問題はドイツから技術導入した液冷(水冷)エンジンに有った。製造しにくく、修理もしにくく、故障も多い、そんなものだった。
戦闘機は稼働率が大問題である。1回出撃して基地に戻ったら燃料と弾薬を補給したらすぐ次の作戦に飛べる戦闘機と1回出撃したら整備に3日もかかるような戦闘機では実際稼働できる機数は大違い。この稼働率最悪が飛燕だった。
優秀な整備兵の手で完璧に整備できれば素晴らしい性能、しかし整備がうまくいかなければ全く性能が発揮できない・・・。
しかし戦争末期にエンジンを空冷に換装した五式戦闘機は大変出来の良いものだったが、あまりにも遅すぎたエース登場だった。



これが今回レストアされた飛燕を別角度から

2016-11-4飛燕レストアを真横から


これが世界で現存する唯一の五式戦闘機、英国王立空軍博物館にある。
(終戦直前に完成した機体を前線に空輸する途中、カンボジアまで到着したところで終戦、英軍が持ち帰った)

2016-11-4五式戦闘機

確かに見るからに五式戦のほうがよくできた機体。
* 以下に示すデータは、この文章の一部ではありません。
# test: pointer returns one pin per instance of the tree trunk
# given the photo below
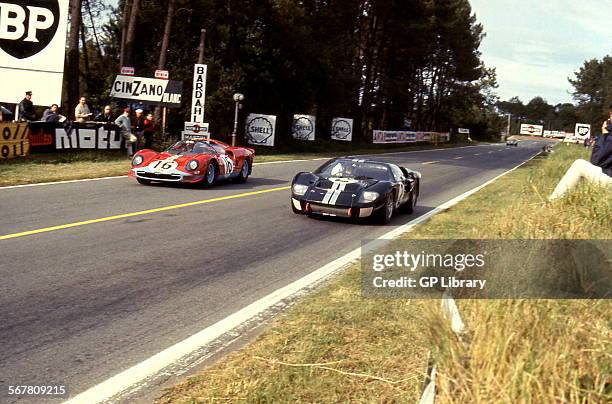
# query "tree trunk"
(93, 27)
(124, 26)
(163, 53)
(131, 34)
(72, 72)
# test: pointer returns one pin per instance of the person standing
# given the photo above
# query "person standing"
(125, 125)
(106, 115)
(597, 171)
(149, 128)
(81, 111)
(51, 115)
(26, 108)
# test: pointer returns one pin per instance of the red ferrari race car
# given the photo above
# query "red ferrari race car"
(199, 160)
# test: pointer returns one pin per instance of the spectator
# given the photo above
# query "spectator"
(81, 111)
(598, 171)
(123, 121)
(139, 128)
(51, 115)
(105, 116)
(149, 128)
(26, 108)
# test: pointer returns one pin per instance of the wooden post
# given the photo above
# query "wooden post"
(164, 110)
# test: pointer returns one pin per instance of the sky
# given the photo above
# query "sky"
(535, 45)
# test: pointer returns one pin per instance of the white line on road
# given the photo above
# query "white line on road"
(133, 379)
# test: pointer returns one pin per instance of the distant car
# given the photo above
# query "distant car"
(355, 188)
(199, 160)
(511, 142)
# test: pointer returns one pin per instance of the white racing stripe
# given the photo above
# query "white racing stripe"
(330, 192)
(134, 378)
(336, 194)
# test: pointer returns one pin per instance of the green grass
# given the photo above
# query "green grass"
(335, 346)
(70, 165)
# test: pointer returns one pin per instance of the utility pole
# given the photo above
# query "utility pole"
(508, 127)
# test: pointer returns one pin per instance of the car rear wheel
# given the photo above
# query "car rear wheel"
(386, 212)
(211, 173)
(244, 172)
(408, 207)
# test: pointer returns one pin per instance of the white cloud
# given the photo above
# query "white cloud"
(536, 45)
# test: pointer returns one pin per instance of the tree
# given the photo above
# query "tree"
(71, 77)
(593, 90)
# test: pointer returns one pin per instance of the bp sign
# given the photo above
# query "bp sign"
(32, 48)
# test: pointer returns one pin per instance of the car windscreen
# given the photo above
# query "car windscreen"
(347, 168)
(190, 147)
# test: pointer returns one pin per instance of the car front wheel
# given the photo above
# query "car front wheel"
(209, 178)
(244, 172)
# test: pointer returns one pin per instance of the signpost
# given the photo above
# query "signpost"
(199, 92)
(127, 71)
(534, 130)
(162, 74)
(164, 92)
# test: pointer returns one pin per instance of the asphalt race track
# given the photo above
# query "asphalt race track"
(81, 304)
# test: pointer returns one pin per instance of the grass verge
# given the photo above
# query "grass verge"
(335, 346)
(51, 167)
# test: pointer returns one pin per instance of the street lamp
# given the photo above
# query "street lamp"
(238, 98)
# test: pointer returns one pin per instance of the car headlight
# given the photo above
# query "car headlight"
(136, 161)
(368, 196)
(192, 165)
(300, 189)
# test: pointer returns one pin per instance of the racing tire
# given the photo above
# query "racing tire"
(244, 172)
(297, 212)
(408, 207)
(386, 212)
(209, 177)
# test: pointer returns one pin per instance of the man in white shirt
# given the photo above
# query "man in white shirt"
(81, 111)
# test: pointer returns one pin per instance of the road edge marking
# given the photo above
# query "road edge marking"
(140, 372)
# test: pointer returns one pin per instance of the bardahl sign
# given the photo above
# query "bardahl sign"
(260, 129)
(164, 92)
(32, 48)
(303, 127)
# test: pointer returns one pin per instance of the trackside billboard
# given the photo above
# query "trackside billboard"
(164, 92)
(534, 130)
(32, 48)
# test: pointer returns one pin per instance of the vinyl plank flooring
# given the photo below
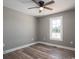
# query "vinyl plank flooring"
(40, 51)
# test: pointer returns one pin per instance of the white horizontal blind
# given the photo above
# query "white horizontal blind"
(56, 30)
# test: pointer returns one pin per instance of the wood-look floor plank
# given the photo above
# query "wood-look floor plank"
(40, 51)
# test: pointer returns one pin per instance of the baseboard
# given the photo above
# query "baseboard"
(20, 47)
(60, 46)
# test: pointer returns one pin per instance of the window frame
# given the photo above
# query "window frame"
(54, 18)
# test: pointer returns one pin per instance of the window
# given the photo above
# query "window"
(56, 30)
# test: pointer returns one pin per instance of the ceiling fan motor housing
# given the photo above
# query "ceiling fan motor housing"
(41, 3)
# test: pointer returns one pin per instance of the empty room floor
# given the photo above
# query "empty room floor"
(40, 51)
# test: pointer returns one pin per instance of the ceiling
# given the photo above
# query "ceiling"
(23, 5)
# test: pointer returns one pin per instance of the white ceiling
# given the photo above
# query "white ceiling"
(23, 5)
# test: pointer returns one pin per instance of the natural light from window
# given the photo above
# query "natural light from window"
(56, 28)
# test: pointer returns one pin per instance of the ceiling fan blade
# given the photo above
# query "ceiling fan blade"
(49, 3)
(33, 7)
(48, 8)
(35, 2)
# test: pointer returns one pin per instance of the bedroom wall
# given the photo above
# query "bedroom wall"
(18, 28)
(68, 28)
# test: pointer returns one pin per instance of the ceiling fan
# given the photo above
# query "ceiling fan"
(42, 5)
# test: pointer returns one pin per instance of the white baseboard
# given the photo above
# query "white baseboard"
(60, 46)
(20, 47)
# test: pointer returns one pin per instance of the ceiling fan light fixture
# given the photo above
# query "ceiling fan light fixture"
(41, 8)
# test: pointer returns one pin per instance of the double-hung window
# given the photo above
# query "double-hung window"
(56, 30)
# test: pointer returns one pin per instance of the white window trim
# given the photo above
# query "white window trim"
(61, 28)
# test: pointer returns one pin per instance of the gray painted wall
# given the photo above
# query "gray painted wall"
(18, 28)
(68, 28)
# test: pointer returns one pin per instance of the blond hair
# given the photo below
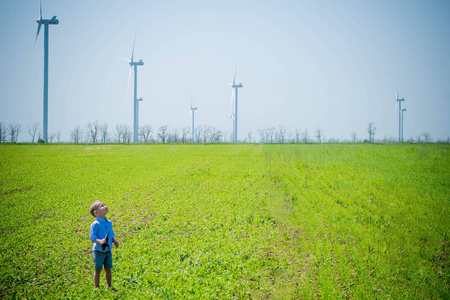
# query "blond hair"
(94, 206)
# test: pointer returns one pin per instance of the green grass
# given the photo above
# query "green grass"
(228, 221)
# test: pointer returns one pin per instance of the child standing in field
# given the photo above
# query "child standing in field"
(102, 237)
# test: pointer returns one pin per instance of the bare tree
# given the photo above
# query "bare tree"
(76, 134)
(51, 137)
(104, 134)
(33, 130)
(126, 133)
(354, 136)
(145, 132)
(305, 136)
(427, 137)
(208, 134)
(298, 135)
(13, 130)
(217, 136)
(2, 132)
(281, 133)
(271, 134)
(198, 134)
(172, 136)
(162, 133)
(262, 135)
(185, 134)
(93, 131)
(319, 135)
(120, 131)
(371, 129)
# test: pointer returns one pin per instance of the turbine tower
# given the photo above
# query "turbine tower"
(45, 22)
(403, 110)
(193, 109)
(135, 99)
(400, 123)
(235, 87)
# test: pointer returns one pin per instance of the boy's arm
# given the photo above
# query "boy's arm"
(93, 235)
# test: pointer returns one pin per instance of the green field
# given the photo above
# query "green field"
(324, 221)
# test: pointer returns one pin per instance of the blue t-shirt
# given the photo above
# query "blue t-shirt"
(99, 228)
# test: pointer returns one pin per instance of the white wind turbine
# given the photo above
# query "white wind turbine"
(193, 109)
(400, 117)
(45, 22)
(235, 87)
(135, 98)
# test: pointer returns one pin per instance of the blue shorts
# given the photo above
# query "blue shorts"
(102, 259)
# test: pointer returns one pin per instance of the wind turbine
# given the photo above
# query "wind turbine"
(135, 99)
(403, 110)
(45, 22)
(234, 115)
(193, 109)
(400, 118)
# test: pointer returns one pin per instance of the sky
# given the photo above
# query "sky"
(304, 64)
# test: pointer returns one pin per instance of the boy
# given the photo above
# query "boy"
(101, 235)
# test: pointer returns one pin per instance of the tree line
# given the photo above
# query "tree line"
(95, 132)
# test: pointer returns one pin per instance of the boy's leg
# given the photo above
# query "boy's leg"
(108, 277)
(108, 267)
(97, 278)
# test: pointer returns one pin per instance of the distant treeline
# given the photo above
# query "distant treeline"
(96, 133)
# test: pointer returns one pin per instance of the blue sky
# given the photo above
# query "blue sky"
(333, 65)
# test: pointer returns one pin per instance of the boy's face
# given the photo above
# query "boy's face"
(101, 211)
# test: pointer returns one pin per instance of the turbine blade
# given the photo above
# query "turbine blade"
(134, 42)
(39, 29)
(235, 70)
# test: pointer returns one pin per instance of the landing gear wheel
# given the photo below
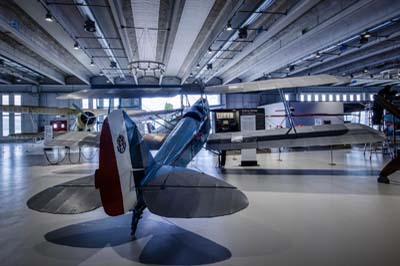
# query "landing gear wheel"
(136, 215)
(383, 180)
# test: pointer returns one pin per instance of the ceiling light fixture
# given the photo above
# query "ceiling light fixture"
(229, 26)
(113, 64)
(89, 26)
(243, 33)
(49, 17)
(76, 45)
(366, 35)
(147, 68)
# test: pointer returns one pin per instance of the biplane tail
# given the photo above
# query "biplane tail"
(123, 162)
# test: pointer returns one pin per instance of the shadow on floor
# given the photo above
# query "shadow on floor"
(157, 242)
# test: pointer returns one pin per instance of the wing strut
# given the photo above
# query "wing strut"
(287, 111)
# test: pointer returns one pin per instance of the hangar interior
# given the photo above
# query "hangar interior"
(67, 65)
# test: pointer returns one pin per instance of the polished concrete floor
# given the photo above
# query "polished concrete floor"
(302, 211)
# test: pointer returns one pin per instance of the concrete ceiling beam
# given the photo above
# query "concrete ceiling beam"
(26, 31)
(277, 27)
(347, 22)
(21, 57)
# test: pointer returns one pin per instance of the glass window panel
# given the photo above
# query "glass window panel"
(106, 103)
(5, 99)
(6, 124)
(17, 123)
(17, 100)
(85, 103)
(286, 97)
(160, 103)
(116, 102)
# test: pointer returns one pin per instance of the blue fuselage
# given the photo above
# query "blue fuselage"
(185, 140)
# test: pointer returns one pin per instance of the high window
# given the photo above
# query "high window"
(85, 103)
(17, 116)
(5, 100)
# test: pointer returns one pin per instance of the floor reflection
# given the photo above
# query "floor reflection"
(167, 244)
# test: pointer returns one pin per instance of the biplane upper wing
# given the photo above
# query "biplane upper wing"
(92, 139)
(75, 138)
(184, 193)
(29, 109)
(272, 84)
(38, 110)
(306, 136)
(122, 91)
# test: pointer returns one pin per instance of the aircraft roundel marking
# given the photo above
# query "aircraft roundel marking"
(121, 144)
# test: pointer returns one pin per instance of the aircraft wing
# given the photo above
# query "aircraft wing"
(143, 113)
(92, 139)
(272, 84)
(325, 135)
(131, 91)
(38, 110)
(184, 193)
(75, 138)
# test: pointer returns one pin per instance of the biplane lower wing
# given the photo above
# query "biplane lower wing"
(75, 139)
(306, 136)
(184, 193)
(92, 139)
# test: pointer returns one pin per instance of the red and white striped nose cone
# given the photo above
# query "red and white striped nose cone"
(107, 177)
(114, 177)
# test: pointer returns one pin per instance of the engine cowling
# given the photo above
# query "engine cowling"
(86, 120)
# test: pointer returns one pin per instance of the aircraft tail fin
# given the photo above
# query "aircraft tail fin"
(123, 162)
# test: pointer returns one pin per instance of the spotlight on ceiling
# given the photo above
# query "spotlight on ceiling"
(76, 45)
(364, 38)
(243, 33)
(113, 64)
(229, 26)
(366, 34)
(49, 17)
(89, 26)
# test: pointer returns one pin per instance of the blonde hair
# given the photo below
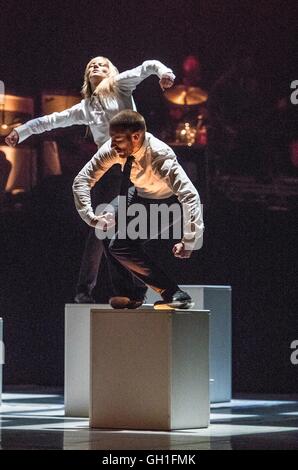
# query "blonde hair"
(106, 87)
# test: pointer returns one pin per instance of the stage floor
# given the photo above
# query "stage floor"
(36, 421)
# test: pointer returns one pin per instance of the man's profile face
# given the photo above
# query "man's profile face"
(122, 142)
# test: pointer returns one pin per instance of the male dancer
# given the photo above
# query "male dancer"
(157, 178)
(105, 92)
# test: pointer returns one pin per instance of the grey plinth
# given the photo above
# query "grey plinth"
(149, 369)
(217, 299)
(1, 356)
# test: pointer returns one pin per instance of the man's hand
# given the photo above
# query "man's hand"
(105, 221)
(166, 81)
(12, 139)
(180, 252)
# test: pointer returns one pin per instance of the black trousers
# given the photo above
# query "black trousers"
(130, 252)
(122, 283)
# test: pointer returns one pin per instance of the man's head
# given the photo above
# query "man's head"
(127, 131)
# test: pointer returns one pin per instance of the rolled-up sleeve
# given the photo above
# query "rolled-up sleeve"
(128, 80)
(75, 115)
(86, 179)
(193, 226)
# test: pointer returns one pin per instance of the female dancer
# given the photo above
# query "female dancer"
(105, 92)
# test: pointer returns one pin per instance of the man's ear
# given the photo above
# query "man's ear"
(136, 136)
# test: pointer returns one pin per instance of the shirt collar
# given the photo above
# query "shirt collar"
(139, 153)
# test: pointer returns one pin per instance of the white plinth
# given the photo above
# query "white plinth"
(1, 356)
(149, 369)
(77, 358)
(217, 299)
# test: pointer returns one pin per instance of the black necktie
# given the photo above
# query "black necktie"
(125, 184)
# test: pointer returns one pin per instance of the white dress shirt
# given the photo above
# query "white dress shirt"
(94, 113)
(155, 173)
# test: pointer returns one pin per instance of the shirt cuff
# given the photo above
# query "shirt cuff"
(23, 132)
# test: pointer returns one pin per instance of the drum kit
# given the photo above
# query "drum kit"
(190, 99)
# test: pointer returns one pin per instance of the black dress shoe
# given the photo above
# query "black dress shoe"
(83, 298)
(125, 302)
(179, 299)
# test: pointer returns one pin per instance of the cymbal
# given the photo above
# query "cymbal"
(186, 95)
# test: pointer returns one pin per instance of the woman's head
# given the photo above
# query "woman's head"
(98, 77)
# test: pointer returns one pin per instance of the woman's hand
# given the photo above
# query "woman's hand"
(166, 81)
(105, 221)
(12, 139)
(180, 252)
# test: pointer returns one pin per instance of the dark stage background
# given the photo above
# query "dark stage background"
(46, 45)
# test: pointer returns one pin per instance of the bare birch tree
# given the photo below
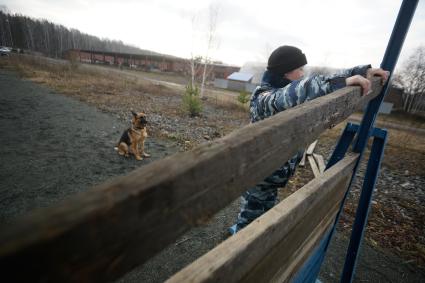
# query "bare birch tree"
(211, 42)
(412, 79)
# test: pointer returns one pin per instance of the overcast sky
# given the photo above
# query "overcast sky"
(332, 33)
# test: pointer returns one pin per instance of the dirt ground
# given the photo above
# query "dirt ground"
(55, 146)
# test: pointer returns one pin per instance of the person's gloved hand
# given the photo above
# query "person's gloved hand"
(371, 72)
(361, 81)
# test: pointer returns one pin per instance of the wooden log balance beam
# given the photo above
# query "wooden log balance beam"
(100, 234)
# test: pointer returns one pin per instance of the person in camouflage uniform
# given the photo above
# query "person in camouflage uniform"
(283, 87)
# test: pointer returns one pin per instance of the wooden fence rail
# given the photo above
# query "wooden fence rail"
(277, 243)
(100, 234)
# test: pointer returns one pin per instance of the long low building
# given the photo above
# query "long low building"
(148, 62)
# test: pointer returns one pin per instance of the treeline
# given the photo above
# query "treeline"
(19, 31)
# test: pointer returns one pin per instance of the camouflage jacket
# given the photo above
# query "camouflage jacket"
(277, 94)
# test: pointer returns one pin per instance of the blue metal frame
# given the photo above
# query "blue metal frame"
(375, 158)
(311, 268)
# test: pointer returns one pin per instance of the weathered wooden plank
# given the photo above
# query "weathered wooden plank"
(302, 162)
(273, 247)
(102, 233)
(311, 148)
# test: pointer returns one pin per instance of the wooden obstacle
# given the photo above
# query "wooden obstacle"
(99, 235)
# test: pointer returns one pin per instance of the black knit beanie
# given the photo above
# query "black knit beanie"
(285, 59)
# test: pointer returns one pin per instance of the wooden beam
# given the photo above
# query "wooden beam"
(320, 162)
(311, 147)
(100, 234)
(274, 246)
(302, 162)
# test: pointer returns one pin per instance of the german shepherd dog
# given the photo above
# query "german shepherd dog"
(134, 137)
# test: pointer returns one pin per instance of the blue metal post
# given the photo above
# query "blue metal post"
(389, 61)
(360, 221)
(343, 144)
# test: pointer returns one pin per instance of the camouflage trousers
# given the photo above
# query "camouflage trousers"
(263, 196)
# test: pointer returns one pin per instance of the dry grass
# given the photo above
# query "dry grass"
(118, 92)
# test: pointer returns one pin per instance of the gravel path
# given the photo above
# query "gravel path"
(54, 146)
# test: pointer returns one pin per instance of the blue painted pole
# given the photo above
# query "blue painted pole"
(398, 35)
(375, 158)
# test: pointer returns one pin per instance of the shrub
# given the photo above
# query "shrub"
(191, 102)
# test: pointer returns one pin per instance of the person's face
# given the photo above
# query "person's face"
(295, 74)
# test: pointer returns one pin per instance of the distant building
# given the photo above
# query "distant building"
(236, 81)
(147, 62)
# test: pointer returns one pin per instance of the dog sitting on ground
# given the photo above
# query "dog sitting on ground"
(134, 137)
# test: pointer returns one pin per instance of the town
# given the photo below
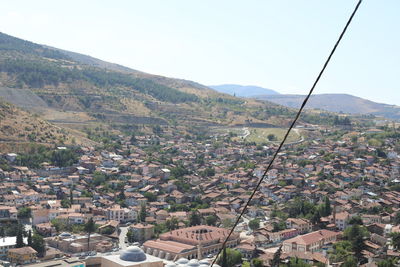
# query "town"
(165, 199)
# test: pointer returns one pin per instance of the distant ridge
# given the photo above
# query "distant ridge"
(243, 90)
(336, 103)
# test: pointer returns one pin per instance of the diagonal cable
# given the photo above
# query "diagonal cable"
(288, 131)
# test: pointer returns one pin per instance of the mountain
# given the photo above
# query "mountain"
(336, 103)
(243, 90)
(81, 92)
(20, 127)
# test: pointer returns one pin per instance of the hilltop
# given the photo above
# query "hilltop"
(243, 90)
(341, 103)
(19, 128)
(59, 84)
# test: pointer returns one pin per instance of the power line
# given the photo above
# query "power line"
(290, 128)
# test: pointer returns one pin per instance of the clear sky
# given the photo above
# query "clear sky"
(279, 44)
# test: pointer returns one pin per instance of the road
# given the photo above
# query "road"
(122, 235)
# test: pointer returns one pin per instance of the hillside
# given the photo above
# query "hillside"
(336, 103)
(93, 98)
(20, 127)
(243, 90)
(57, 82)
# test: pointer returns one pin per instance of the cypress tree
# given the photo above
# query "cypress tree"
(20, 239)
(30, 238)
(276, 260)
(224, 259)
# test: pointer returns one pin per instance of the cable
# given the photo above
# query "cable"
(288, 131)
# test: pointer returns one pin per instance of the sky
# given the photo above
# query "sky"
(277, 44)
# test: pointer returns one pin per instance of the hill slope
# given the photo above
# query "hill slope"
(65, 83)
(337, 103)
(243, 90)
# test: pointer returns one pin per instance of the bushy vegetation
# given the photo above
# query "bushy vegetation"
(39, 154)
(9, 43)
(35, 73)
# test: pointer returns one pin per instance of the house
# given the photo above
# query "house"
(340, 220)
(142, 232)
(302, 225)
(24, 255)
(7, 243)
(311, 242)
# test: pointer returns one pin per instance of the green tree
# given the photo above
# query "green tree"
(355, 220)
(71, 196)
(350, 261)
(388, 262)
(342, 250)
(90, 227)
(38, 244)
(296, 262)
(194, 218)
(395, 236)
(65, 203)
(20, 236)
(254, 224)
(356, 235)
(211, 220)
(130, 236)
(271, 137)
(397, 218)
(142, 214)
(30, 238)
(172, 223)
(229, 258)
(150, 196)
(24, 212)
(276, 260)
(327, 210)
(257, 262)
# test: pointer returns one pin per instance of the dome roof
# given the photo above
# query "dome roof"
(204, 262)
(133, 253)
(193, 263)
(182, 261)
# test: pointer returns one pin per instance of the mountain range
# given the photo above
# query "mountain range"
(243, 90)
(78, 93)
(79, 97)
(340, 103)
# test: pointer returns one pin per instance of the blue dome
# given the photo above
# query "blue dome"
(133, 253)
(182, 261)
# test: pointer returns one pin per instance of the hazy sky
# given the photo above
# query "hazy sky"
(278, 44)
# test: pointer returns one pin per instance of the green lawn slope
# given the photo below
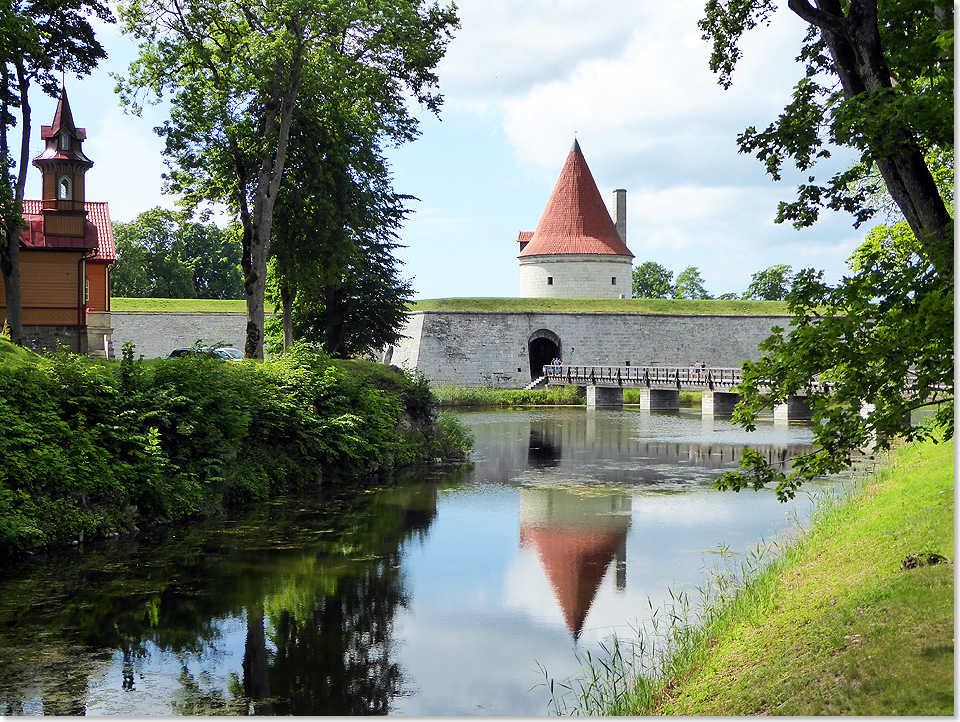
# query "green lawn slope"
(854, 620)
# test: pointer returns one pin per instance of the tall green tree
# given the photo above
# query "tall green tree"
(771, 284)
(39, 40)
(337, 279)
(878, 345)
(893, 63)
(237, 71)
(689, 285)
(651, 280)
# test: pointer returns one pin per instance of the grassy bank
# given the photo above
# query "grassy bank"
(603, 305)
(500, 305)
(96, 448)
(478, 396)
(851, 620)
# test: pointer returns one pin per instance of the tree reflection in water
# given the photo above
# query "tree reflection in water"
(315, 581)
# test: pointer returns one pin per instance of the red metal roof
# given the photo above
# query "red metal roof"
(98, 236)
(575, 219)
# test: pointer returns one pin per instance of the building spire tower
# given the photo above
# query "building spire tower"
(577, 249)
(63, 167)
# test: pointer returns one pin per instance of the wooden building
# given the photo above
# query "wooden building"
(66, 250)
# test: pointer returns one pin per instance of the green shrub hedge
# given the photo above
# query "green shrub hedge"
(93, 448)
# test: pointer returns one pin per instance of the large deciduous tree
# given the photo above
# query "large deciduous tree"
(39, 40)
(237, 71)
(336, 277)
(879, 79)
(877, 346)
これをもっと早く出せなかった設計者の無念、分かりますね。


そこで先日のエントリーにいただいたkazkさん、縄文人さんのコメントを紹介します。
皆さん大変よくご存じで、私の出る幕が無い・・・(涙)・・・、とは言うものの飛燕の悲劇はここで終わったわけではない。
時と所、そして人を変えて今日に続いている。そんなところを書いてみたいのだが、まずはkazkさん、縄文人さんのコメントを見てください。


最初にkazkさんからのコメント

三式戦ほど日本の技術とマネージメントの問題点を浮き彫りにしてくれるものはなかったと思います。

あまり知られていませんが三式戦のエンジン換装機である五式戦と同じエンジンを積んだ零式艦戦64型は基本設計が零式戦のほうが2年ほど早いだけで機体の大きさや重量も非常に似通っていますが性能は段違い、五式戦が圧倒しています。これは本来1942年中に登場できた機体で、この3年間の遅れが最大の問題でした。

機体設計をやった土居武夫はその限界を知り早期にハ40からハ112に積み替えろと言ってたのですが陸軍が頑として言うことを聞かなかったという経緯があります。機体に問題があったとすればそれはモーゼルの20ミリ機関銃を採用してしまったことですがこれは13ミリにでも換装できましたから問題ではなし、本来は陸軍が大東亜決戦機と呼んだ四式戦にかけるべきエネルギーを全て投入しても良かった機体です。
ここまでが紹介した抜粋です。